Per quanto riguarda il centrosinistra la ricerca del Cattaneo parla di un calo dei voti sia per il Pd (-3,2 p.p.) che per l’aggregato della Sinistra (-1.7 p.p.). Un simile trend negativo, anche se leggermente più marcato, è visibile per i partiti del polo di Centro, il quale passa dall’11,3% dei voti alle politiche al 7,2% delle recente tornata di elezioni amministrativa. Per i tre partiti di destra, il bilancio è invece totalmente positivo: Forza Italia cresce di 3,2 punti percentuali, la Destra di 2,3 punti e la Lega di oltre 8 punti rispetto alle ultime elezioni politiche. Dunque, anche da questa prospettiva il centrodestra emerge come il vincitore di questa tornata elettorale, con un aumento dei consensi che, in confronto col 2013, premia tutti i suoi componenti, anche se il contributo maggiore arriva dalla destra estrema o radicale, dicono i ricercatori. Tradotto: la Lega Nord in primo luogo. Per quanto riguarda il centrosinistra lo schieramento vede ridurre i suoi consensi rispetto a cinque anni fa di ben 14 punti, un dato – afferma la ricerca del Cattaneo – che spiega anche le difficoltà della coalizione di centrosinistra in alcune sue storiche roccaforti come Genova, La Spezia, Lucca, Pistoia. “A differenza del centrodestra, dove il traino elettorale è rappresentato dall’area più radicale dello schieramento, nel caso del centrosinistra – conclude la ricerca – il contributo più significativo sembra giungere dall’area multiforme del civismo orientato a sinistra, che permette alla coalizione di restare localmente competitiva rispetto alla formazione politica avversaria”.
L’analisi del voto dovrebbe ricondurre il segretario del Pd a più miti consigli
L’analisi del voto dovrebbe ricondurre Renzi Matteo a più miti consigli: la politica del suo governo, i mille giorni, più quei pochi di Gentiloni che si è mosso nel solco tracciato dal suo predecessore, sono alla base del successo del centro destra, della destra in particolare che fa capo al leghista Salvini, al ritorno in grande spolvero di Berlusconi, che sembrava ormai scomparso e che prima con il patto del Nazareno poi con gli accordi sottobanco sullo scambio legge elettorale-voto subito, alleanza di governo Pd e annessi minori con Forza Italia e eventuali alleati.
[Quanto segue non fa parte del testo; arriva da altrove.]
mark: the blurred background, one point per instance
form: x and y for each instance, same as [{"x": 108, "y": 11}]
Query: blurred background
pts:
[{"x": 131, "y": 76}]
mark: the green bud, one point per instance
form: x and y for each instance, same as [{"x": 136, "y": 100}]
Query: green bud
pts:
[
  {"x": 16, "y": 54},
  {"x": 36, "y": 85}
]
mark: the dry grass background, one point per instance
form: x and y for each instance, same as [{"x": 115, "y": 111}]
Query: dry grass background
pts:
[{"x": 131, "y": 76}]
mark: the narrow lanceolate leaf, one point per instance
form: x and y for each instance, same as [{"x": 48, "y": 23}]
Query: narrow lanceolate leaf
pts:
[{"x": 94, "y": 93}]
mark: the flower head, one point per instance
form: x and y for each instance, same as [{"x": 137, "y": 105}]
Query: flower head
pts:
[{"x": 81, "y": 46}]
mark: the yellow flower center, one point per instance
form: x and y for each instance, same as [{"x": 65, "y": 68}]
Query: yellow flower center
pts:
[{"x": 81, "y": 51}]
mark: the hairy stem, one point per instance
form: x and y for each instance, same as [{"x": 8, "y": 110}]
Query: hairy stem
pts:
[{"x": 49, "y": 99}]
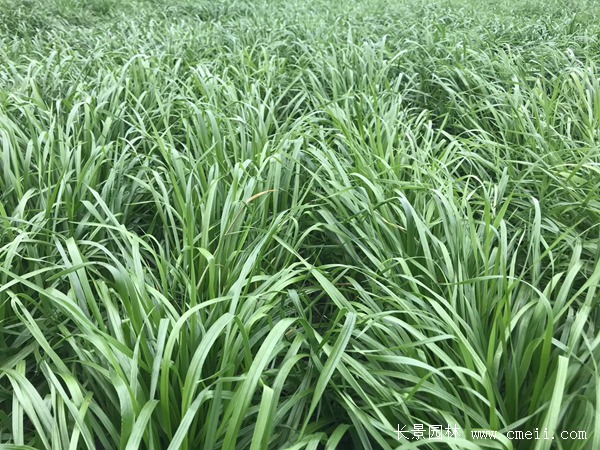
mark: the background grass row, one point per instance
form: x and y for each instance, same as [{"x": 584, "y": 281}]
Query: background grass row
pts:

Una vera e propria “accozzaglia “ per usare il gergo di Renzi. E per portare a buon fine l’impresa ecco le offerte, anzi il richiamo a Pisapia, perché di questa operazione si faccia complice. E lui, una volta il signorotto di Rignano, ora non più visto che non l’hanno votato neppure i suoi concittadini, a dare i voti. Ora non più solo Massimo D’Alema va messo all’indice, una volta gli “eretici” venivano bruciati, ma con lui tutti quelli che “hanno osteggiato le nostre riforme”. “Pisapia – dice Renzi al suo giornalista preferito, di Repubblica ovviamente “non ha osteggiato le riforme del nostro governo. Le ha interpretate in maniera più radicale, senza mettersi traverso”. Chi si è messo di traverso è avvertito. Pensiamo che anche Pisapia sia fra coloro che non gradisce le lisciate del Renzi. Se è così, lo dicesse, facendo cadere ogni equivoco.